You see, in a 2021 interview to People Magazine, Kate Winslet said, “I cannot tell you the number of young actors I know — some well known, some starting out — who are terrified their sexuality will be revealed and that it will stand in the way of their being cast in straight roles. Now that’s f***ed up.”

“I’m telling you,” she continued. “A well-known actor has just got an American agent and the agent said, ‘I understand you are bisexual. I wouldn’t publicise that.’ I can think of at least four actors absolutely hiding their sexuality. It’s painful. Because they fear being found out. And that’s what they say. ‘I don’t want to be found out.'”
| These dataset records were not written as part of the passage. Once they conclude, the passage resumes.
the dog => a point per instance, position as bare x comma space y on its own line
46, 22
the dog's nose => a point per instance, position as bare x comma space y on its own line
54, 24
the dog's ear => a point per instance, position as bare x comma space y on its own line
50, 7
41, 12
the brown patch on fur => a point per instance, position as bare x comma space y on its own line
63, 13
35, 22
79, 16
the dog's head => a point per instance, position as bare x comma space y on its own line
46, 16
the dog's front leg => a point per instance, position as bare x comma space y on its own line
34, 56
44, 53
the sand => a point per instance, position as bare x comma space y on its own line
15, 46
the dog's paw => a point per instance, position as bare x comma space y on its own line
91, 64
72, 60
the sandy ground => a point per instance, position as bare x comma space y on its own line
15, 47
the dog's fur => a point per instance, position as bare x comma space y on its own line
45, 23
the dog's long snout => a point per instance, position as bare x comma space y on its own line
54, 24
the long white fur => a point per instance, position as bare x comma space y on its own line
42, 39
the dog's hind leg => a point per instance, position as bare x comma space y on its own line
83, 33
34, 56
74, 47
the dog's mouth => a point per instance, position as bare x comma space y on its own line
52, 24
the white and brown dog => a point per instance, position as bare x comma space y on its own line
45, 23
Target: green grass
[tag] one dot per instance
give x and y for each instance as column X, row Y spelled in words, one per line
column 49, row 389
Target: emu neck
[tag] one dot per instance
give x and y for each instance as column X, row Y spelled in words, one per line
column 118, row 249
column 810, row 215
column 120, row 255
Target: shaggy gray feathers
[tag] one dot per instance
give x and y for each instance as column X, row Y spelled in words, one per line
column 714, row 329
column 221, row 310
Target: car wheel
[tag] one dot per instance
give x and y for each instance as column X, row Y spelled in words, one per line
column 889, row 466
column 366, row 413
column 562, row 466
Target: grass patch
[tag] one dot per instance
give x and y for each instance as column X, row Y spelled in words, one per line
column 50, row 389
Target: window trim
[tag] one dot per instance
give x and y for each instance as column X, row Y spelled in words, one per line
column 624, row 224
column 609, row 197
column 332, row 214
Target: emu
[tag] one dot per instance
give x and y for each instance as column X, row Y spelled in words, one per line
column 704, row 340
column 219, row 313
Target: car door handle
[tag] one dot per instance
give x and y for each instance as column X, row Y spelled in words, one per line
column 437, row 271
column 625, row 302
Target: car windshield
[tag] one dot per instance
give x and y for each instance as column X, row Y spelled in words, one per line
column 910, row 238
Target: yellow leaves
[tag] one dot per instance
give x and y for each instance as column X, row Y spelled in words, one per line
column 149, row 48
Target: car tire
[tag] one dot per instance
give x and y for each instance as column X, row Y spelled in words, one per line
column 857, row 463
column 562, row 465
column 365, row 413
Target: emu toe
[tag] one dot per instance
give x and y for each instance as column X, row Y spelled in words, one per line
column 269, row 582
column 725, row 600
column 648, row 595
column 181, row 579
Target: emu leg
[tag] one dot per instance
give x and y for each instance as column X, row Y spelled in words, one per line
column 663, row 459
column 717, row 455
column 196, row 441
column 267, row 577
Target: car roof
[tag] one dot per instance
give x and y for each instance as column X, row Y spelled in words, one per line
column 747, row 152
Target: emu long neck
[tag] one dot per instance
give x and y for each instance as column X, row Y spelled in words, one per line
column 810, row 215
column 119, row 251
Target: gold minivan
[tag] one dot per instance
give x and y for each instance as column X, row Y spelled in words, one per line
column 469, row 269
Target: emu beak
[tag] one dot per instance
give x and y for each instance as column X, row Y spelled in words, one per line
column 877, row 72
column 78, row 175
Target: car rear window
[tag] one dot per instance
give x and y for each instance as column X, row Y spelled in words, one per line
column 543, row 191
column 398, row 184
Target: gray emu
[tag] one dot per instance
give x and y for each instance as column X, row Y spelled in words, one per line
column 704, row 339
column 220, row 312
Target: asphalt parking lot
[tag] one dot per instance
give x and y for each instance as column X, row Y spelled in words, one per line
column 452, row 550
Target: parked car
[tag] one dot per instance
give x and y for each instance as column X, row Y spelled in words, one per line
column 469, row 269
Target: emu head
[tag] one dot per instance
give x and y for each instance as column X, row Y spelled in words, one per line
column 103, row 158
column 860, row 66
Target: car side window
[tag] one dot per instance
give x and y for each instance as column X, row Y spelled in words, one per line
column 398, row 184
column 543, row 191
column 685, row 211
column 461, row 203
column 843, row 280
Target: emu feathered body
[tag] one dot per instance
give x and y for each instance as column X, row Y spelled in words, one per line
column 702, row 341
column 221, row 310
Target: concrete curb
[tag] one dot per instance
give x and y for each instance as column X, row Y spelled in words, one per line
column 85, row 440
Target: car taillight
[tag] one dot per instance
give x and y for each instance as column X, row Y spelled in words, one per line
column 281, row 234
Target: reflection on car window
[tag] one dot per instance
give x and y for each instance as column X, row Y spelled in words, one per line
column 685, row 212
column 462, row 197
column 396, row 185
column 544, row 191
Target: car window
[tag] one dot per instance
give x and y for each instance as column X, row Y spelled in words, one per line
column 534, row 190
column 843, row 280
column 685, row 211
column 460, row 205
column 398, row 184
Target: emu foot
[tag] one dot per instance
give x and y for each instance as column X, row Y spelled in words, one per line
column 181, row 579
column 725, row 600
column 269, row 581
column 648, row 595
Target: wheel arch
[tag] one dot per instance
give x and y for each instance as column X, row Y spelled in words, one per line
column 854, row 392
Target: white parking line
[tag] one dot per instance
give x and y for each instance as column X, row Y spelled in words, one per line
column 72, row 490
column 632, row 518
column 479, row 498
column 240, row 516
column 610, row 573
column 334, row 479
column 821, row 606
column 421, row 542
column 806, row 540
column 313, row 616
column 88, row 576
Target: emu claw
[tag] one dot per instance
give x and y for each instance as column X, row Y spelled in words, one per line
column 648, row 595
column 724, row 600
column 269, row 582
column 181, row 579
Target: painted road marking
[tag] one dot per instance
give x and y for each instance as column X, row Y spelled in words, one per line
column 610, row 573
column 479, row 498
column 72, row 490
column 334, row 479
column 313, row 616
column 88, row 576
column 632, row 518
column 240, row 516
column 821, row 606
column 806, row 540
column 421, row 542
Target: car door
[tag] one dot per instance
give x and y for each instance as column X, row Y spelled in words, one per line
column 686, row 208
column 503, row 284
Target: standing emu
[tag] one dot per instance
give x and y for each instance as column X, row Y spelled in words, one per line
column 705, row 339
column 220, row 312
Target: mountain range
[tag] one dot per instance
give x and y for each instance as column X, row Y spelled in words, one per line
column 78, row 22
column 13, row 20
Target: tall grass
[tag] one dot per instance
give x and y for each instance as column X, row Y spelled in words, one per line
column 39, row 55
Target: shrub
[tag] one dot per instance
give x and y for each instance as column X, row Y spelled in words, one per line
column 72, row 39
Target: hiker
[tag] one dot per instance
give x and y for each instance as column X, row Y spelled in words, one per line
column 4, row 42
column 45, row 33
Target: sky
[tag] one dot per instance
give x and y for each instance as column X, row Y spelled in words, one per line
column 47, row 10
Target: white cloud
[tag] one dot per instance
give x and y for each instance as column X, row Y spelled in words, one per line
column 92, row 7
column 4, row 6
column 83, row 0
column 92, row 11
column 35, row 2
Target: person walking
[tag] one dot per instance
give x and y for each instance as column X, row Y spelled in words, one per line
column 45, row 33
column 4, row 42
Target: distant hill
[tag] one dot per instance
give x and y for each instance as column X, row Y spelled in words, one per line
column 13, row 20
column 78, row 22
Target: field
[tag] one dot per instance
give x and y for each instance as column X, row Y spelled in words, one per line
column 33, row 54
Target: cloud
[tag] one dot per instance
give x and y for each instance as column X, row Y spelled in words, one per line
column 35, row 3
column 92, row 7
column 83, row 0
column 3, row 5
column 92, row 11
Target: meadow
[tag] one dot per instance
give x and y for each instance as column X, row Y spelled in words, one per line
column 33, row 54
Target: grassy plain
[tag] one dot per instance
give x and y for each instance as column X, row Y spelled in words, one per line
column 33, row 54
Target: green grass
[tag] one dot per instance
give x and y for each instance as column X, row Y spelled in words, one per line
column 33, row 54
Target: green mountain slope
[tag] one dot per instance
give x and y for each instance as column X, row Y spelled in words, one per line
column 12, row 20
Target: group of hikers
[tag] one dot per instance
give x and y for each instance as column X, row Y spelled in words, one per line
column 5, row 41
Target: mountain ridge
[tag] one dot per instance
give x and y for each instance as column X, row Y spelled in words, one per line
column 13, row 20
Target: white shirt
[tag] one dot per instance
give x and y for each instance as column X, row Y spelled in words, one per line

So, the visibility and challenges trans people face put them at the frontlines of many queer movements, while other parts of the LGBTQ+ community may have historically experienced greater social invisibility or assimilation, especially cisgender gay men. The bravery and resilience of trans individuals continue to be critical to advancing equality for all queer people.

Some Like It Hot (1969)

My discussions with my family were often about trans people. I remember very fondly the movie, Some Like It Hot. The climactic last line of the movie: “Nobody’s perfect,” delivered by Osgood Fielding III when Jerry (in drag as Daphne) reveals he is a man, is a moment of comic genius with deep subversive undertones. In a society where rigid gender norms and heteronormativity dominated, the line’s nonchalant acceptance of Jerry’s true identity subtly challenged the boundaries of traditional gender roles and expectations. It normalizes the idea that love and connection transcend societal definitions of gender, nudging audiences toward acceptance and inclusion. This clever, light-hearted dismissal of societal norms helped advance queer representation in cinema at a time when such topics were largely taboo. The film’s ending is a brilliant celebration of human imperfection, signalling that love, in its various forms, needs no apology or justification.

I’ll never forget my aunt asking me if I wanted to transition from male to female. I didn’t—it wasn’t about that for me—but I realized how little people understood the nuances of gender and sexuality. Back then, in the 80s and 90s, being effeminate meant enduring constant bullying, both from classmates and strangers on the street. I was harassed and beaten for simply being myself, and the world seemed hostile to anyone who didn’t conform to traditional ideas of masculinity. So my aunt wanted to know if I was trans. I wasn’t. I am gay. But I can now fully appreciate what she had asked me back then. If a woman born in 1939, could ask me this, I don’t understand the hate most people have for the community.

Maybe it stems for the fact that it was always the trans people—the drag queens, the trailblazers at Stonewall—who stood on the front lines. Historically, trans people have often been at the forefront of LGBTQ+ movements, and this is largely because their identities and bodies have been highly visible, making them more vulnerable to societal prejudice, discrimination, and violence. This forced them to become outspoken advocates not only for themselves but also for the broader queer community, even when gay and bisexual people remained closeted or less visible.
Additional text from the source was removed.